I wasn’t going to write anything. To be quite frank, I don’t really know where this bit of writing is going to take me. All I know is, that I’m devastated. And for some reason, I couldn’t escape trying to reason through everything with the written word. I know that that is a fruitless endeavor in the long run. But for a moment it brings some solace and sense to an otherwise senseless situation.
Yesterday, I was woken up from an afternoon nap by a text from one of my friends that simply stated, “Kobe died???” At first, along with everyone else in the world, no doubt, I thought it was a joke. He had to be kidding. In retrospect, that would be a pretty terrible joke. But at the time, it seemed so outlandish it had to be a hoax. No way Kobe was dead. And then the news stories started hitting every media outlet. Report after report verified the story. Sources upon sources confirmed that it was Kobe Bryant and his 13-year-old daughter who were among the several lives that were lost in a tragic helicopter crash Sunday afternoon, January 26, 2020.
It left me speechless. Shocked. Stunned.
Not, necessarily, at the prospect of death but of the suddenness of it all. In the aftermath, I made the comment to one of my friends that this development was, perhaps, the least likely piece of news anyone expected to read that day. Who would have ever thought that Kobe would have passed away not even four years after his last game of professional basketball, let alone in a catastrophic accident like this? Life is here. And then, suddenly, it’s over.
I am not going to hallow the death of Kobe Bryant by trying to put his NBA career into perspective. His place among the pantheon of professional basketball players is a well-worn argument that needs no audience here. (Plus, there are several other more capable folks to do that.) Neither, though, do I wish to sermonize Kobe’s passing. The preacher in me, perhaps, would like to implement this into a sermon. But that, too, is unnecessary, in my estimation.

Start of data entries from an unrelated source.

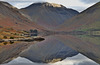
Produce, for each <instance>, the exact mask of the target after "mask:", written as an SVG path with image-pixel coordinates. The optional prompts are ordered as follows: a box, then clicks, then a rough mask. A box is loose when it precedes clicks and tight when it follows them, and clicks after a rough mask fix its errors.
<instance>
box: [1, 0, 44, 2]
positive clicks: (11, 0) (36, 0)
mask: <svg viewBox="0 0 100 65" xmlns="http://www.w3.org/2000/svg"><path fill="white" fill-rule="evenodd" d="M0 1H7V2H8V1H10V2H29V1H30V2H34V1H45V0H0Z"/></svg>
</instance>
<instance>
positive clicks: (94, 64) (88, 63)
mask: <svg viewBox="0 0 100 65" xmlns="http://www.w3.org/2000/svg"><path fill="white" fill-rule="evenodd" d="M78 65H99V64H97V63H93V62H87V61H85V62H82V63H79V64H78Z"/></svg>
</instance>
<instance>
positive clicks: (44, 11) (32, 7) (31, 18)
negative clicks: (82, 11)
mask: <svg viewBox="0 0 100 65" xmlns="http://www.w3.org/2000/svg"><path fill="white" fill-rule="evenodd" d="M21 11H22V13H24V14H26V15H28V16H27V17H29V18H30V19H31V20H32V21H35V22H36V23H37V24H39V25H41V26H44V27H45V28H47V29H53V28H55V27H56V26H58V25H60V24H62V23H63V22H64V21H65V20H68V19H70V18H71V17H73V16H75V15H77V14H79V13H78V12H77V11H75V10H73V9H68V8H66V7H64V6H63V5H59V4H54V3H47V2H44V3H34V4H32V5H30V6H28V7H26V8H23V9H21Z"/></svg>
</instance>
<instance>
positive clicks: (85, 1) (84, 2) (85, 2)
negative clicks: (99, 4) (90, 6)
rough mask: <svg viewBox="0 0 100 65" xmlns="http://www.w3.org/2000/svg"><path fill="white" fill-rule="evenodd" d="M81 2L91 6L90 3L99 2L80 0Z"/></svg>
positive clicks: (96, 0) (98, 1)
mask: <svg viewBox="0 0 100 65" xmlns="http://www.w3.org/2000/svg"><path fill="white" fill-rule="evenodd" d="M80 1H81V2H84V3H86V4H91V3H96V2H99V1H100V0H80Z"/></svg>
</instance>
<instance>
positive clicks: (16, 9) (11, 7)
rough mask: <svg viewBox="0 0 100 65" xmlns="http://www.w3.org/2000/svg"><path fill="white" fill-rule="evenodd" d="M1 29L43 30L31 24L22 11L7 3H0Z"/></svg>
mask: <svg viewBox="0 0 100 65" xmlns="http://www.w3.org/2000/svg"><path fill="white" fill-rule="evenodd" d="M0 27H1V28H14V29H16V30H29V29H34V28H42V27H40V26H38V25H37V24H35V23H34V22H31V21H30V20H29V19H28V18H26V17H25V16H24V15H23V14H21V13H20V11H19V10H18V9H17V8H15V7H13V6H12V5H10V4H9V3H7V2H2V1H0Z"/></svg>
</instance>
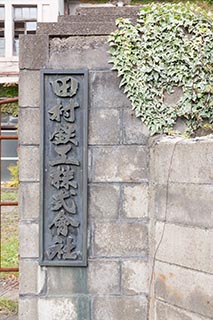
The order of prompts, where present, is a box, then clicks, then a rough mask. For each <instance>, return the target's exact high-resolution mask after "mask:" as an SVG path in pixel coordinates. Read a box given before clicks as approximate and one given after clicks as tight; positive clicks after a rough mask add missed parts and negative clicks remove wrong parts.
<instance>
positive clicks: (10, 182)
mask: <svg viewBox="0 0 213 320" xmlns="http://www.w3.org/2000/svg"><path fill="white" fill-rule="evenodd" d="M7 169H8V170H9V171H10V173H11V176H12V178H11V180H10V181H9V182H7V187H13V188H17V187H18V185H19V165H18V163H17V164H16V165H10V166H9V167H8V168H7Z"/></svg>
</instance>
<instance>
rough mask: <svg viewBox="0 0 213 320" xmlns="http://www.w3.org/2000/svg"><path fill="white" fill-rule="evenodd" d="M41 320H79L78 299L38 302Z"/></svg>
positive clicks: (38, 312)
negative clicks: (78, 317) (53, 319)
mask: <svg viewBox="0 0 213 320" xmlns="http://www.w3.org/2000/svg"><path fill="white" fill-rule="evenodd" d="M38 316H39V318H38V319H39V320H53V319H54V320H61V319H63V320H77V319H79V318H78V307H77V301H76V298H64V297H63V298H49V299H42V298H40V299H39V300H38Z"/></svg>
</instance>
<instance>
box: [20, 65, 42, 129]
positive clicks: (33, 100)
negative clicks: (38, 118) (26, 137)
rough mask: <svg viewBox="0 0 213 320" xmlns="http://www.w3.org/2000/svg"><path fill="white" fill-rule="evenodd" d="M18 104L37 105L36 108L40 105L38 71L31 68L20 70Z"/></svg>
mask: <svg viewBox="0 0 213 320" xmlns="http://www.w3.org/2000/svg"><path fill="white" fill-rule="evenodd" d="M19 105H20V106H21V107H37V108H38V107H39V106H40V72H39V71H32V70H30V71H29V70H21V71H20V76H19ZM28 123H31V122H28ZM25 125H26V124H25ZM26 127H28V126H26Z"/></svg>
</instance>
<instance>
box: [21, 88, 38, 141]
mask: <svg viewBox="0 0 213 320" xmlns="http://www.w3.org/2000/svg"><path fill="white" fill-rule="evenodd" d="M26 91H27V90H26ZM29 126H30V130H29ZM18 128H19V143H20V144H37V145H39V143H40V112H39V109H37V108H36V109H35V108H30V109H29V108H19V127H18Z"/></svg>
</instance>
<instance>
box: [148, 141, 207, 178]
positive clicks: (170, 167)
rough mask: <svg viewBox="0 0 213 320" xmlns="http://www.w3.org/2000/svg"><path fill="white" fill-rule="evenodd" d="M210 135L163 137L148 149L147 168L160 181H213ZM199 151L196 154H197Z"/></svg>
mask: <svg viewBox="0 0 213 320" xmlns="http://www.w3.org/2000/svg"><path fill="white" fill-rule="evenodd" d="M212 146H213V139H212V138H200V139H188V140H187V139H182V138H164V139H162V140H161V141H160V142H159V143H157V144H156V145H155V146H154V147H153V150H152V152H151V161H150V172H151V175H152V179H153V180H154V181H155V182H158V183H160V184H167V182H168V179H169V182H179V183H180V182H182V183H209V184H212V182H213V152H212ZM198 155H199V156H198Z"/></svg>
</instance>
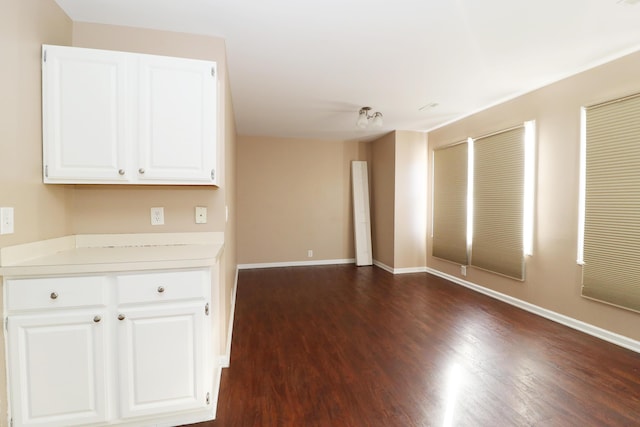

I’m just deeply saddened by this story.
I guess I am more sensitive to this story since it comes on the heels of a church member who also passed away suddenly. She wasn’t supposed to lose her life last week. She was just supposed to go in for a “routine” heart operation that would allow the physicians more flexibility when operating on her knee later on. But the surgeons encountered complications during the heart procedure and she never made it to the recovery room.
Kobe wasn’t supposed to die. But he did. And one day, so will you. Life is sudden. It can change on a dime. It can be completely rejiggered with a single text. A new normal might be required after one phone call, all of which reminds us of life’s transience and suddenness. It’s is here. And then it’s not. But thankfully, the I Am is for us. And he is never not for us. He is never not with us. He always is.